Check your email addresses in Python, as a whole

22 May 2020 0 comments   Python, MDN


So recently, in MDN, we changed the setting WELCOME_EMAIL_FROM. Seems harmless right? Wrong, it failed horribly in runtime and we didn't notice until it was in production.
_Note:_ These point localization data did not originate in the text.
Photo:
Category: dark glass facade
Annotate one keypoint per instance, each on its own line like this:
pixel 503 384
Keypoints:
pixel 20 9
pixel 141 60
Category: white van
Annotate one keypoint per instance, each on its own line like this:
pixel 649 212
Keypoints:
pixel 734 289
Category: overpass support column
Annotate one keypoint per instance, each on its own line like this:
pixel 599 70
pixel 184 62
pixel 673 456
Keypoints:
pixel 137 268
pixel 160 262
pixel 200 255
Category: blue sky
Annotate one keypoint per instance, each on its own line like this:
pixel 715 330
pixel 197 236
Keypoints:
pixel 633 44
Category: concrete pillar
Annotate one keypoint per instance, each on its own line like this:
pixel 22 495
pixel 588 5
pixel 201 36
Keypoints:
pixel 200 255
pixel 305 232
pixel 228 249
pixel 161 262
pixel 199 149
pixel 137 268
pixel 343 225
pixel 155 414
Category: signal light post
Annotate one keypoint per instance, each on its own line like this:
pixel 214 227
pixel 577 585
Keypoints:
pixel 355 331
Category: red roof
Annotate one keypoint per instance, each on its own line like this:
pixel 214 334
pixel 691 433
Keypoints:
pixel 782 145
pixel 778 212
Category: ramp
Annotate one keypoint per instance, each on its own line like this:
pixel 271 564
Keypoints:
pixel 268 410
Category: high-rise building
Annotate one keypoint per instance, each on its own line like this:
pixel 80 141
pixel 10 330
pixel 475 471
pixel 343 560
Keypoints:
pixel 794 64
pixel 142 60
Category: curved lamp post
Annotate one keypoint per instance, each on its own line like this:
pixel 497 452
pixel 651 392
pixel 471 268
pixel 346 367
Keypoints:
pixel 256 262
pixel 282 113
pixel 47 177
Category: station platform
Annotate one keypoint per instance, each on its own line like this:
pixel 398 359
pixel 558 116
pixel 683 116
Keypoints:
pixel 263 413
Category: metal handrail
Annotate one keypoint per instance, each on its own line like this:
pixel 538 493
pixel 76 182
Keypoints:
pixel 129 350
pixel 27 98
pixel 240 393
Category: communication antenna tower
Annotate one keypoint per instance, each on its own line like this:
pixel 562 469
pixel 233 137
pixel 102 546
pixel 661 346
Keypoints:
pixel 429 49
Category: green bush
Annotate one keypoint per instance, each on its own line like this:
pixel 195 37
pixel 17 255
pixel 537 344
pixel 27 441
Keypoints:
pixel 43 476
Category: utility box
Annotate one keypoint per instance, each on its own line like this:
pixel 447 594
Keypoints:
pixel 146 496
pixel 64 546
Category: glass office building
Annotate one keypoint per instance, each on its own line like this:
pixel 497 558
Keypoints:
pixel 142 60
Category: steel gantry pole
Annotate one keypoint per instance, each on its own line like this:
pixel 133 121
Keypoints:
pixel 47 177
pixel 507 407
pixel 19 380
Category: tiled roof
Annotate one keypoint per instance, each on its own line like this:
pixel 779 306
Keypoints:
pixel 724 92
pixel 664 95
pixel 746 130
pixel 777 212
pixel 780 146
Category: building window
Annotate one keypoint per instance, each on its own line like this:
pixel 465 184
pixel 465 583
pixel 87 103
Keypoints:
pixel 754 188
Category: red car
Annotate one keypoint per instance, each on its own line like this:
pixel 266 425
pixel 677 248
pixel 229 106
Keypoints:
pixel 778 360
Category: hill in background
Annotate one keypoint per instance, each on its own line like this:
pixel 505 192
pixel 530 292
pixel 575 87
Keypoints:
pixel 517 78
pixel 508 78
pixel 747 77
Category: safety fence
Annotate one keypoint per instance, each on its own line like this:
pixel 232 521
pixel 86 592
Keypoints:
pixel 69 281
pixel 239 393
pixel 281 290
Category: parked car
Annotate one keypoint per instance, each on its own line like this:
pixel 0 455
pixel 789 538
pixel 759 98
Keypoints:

Here's the traceback:

SMTPSenderRefused: (552, b"5.1.7 The sender's address was syntactically invalid.\n5.1.7 see : http://support.socketlabs.com/kb/84 for more information.", '=?utf-8?q?Janet?=')
(8 additional frame(s) were not displayed)
...
  File "newrelic/api/function_trace.py", line 151, in literal_wrapper
    return wrapped(*args, **kwargs)
  File "django/core/mail/message.py", line 291, in send
    return self.get_connection(fail_silently).send_messages([self])
  File "django/core/mail/backends/smtp.py", line 110, in send_messages
    sent = self._send(message)
  File "django/core/mail/backends/smtp.py", line 126, in _send
    self.connection.sendmail(from_email, recipients, message.as_bytes(linesep='\r\n'))
  File "python3.8/smtplib.py", line 871, in sendmail
    raise SMTPSenderRefused(code, resp, from_addr)

SMTPSenderRefused: (552, b"5.1.7 The sender's address was syntactically invalid.\n5.1.7 see : http://support.socketlabs.com/kb/84 for more information.", '=?utf-8?q?Janet?=')

Yikes!

So, to prevent this from happening every again we're putting this check in:

from email.utils import parseaddr

WELCOME_EMAIL_FROM = config("WELCOME_EMAIL_FROM", ...)

# If this fails, SMTP will probably also fail.
assert parseaddr(WELCOME_EMAIL_FROM)[1].count('@') == 1, parseaddr(WELCOME_EMAIL_FROM)

You could go to town even more on this. Perhaps use the email validator within django but for now I'd call that overkill. This is just a decent check before anything gets a chance to go wrong.